Tuesday, December 21, 2010

Review: My Life as an Experiment: One Man's Humble Quest to Improve Himself

Pick something you want to accomplish but that's tough to do. Say, lose weight or start a business.

Now, what if instead of attacking your goal head on, you designed an experiment around it. So, you decide you're going to do 3 workouts a week on FitTV and eat 5 servings of veggies a day for a month. Or, you are going to develop a business plan and pitch it to 10 people.

You might lose weight or get that business started, or you might not.

The experiment approach has some interesting benefits: first, it's bounded - you aren't making a life change, just trying something out. The limited time frame means you'll have a better chance of toughing it out. Second, there is no possibility for failure, just the collection of data. You might find that after a month, you weigh more than you started, or that 10 people hate your idea. That's OK. You conducted the experiment, got the data, and can move on. Experiments work best when the data is shared with a community, which means the effort you put in can serve to help others. Finally, experiments make it easy to frame attempts gone horribly wrong in a humorous context, rather than shrinking in failure.

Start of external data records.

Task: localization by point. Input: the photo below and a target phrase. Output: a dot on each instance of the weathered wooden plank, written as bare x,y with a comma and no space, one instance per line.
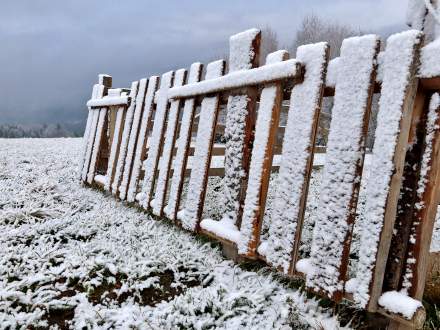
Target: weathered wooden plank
120,162
116,140
183,146
156,137
261,161
168,147
428,198
190,215
99,136
383,188
128,165
408,192
343,167
87,133
240,123
241,78
92,133
141,143
280,248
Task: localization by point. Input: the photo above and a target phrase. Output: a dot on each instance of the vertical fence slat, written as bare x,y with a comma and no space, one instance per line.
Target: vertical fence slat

What does all this have to do with A. J. Jacob's My Life as an Experiment? Everything. My Life as an Experiment tracks a variety of tests Jacobs runs from living life through the eyes of a beautiful woman, to mimicking George Washington's life. He's apparently the guru of life experiments.

The book itself is wonderful: Jacobs manages to find the perfect balance between successes and failures in his experiments, gives us plenty of lessons to learn and wraps the whole package in humor. I was concerned that the text would come off as a bit holier-than-though ("Look at me and what *I've* done!) - but that isn't the case at all.

I also think it serves as a good template for designing your own life experiments - a problem solving technique, as you can see above, I think has a lot of value.

Read (or in my case, listen to) the book for the wonderful stories, or use it as a how to guide. Either way, you can't go wrong.

Note: I listened to the Book on CD version, which as a bonus is read by Jacobs himself. I for one found his reading delightful and probably enjoyed it more because of this.

1 comment:

  1. I image the author gives credit to Ben Franklin who wrote extensively about this.